Protective boot 208 is formed from a flexible material that enables upper control mechanism 202 to raise and lower pitch link assembly 204 without breaking the weather “seal.” In FIG. 2, protective boot 208 has a lower section 210 that resembles an accordion and an upper section 212 that resembles a sleeve. Lower section 210 is secured to the center of pitch link assembly 204 using string or laces 214, while upper section 212 is secured near the upper end of pitch link assembly 204 using string or laces 216. These laces 216 are concentrated about the upper end of the tube-shaped portion of protective boot 208. As depicted in FIG. 2, upper section 212 of protective boot 208 covers most of the portion of pitch link assembly 204 located above canopy 206.
Pitch link assembly 204 includes an adjustment mechanism 218 that is located under canopy 206 and, consequently, under protective boot 208. Adjustment mechanism 218 is rotated (using a wrench or other tool) in one direction to lengthen pitch link assembly 204, and is rotated in the opposite direction to shorten pitch link assembly 204. To adjust the length of pitch link assembly 204, protective boot 208 must be untied, removed, or disassembled to provide access to the hole formed in canopy 206. When upper control mechanism 202 is in the neutral position (as shown in FIG. 2), however, adjustment mechanism 218 is difficult to access from above canopy 206. Upper control mechanism 202 can be positioned such that adjustment mechanism 218 can be better accessed from above canopy 206, however, such raised positioning can create high moments and forces at the hinge points of the blade connected to pitch link assembly 204, for example, at the vertical hinge pin 220 (see FIG. 3). Such high moments can damage internal parts of the link assembly during adjustment and, therefore, the blade must be lifted or otherwise supported to alleviate the force at the hinge points. This technique can be cumbersome to practice and time consuming to complete. Alternatively, pitch link assembly 204 can be completely removed from helicopter 200 (after installing a pitch lock pin) so that it can be easily adjusted by itself. After adjustment, pitch link assembly 204 must be reinstalled on helicopter 200. Of course, this can add significant time to the adjustment procedure, particularly when several pitch link assemblies need adjustment and/or when many iterative adjustments are needed for a single pitch link assembly.

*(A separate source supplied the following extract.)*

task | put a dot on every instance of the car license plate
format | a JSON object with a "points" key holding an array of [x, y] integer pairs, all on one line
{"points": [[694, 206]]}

Accordingly, it is desirable to have a helicopter pitch link assembly that can be easily adjusted while installed on a helicopter having a protective canopy and/or a protective boot surrounding the pitch link assembly. Furthermore, other desirable features and characteristics of the present invention will become apparent from the subsequent detailed description and the appended claims, taken in conjunction with the accompanying drawings and the foregoing technical field and background.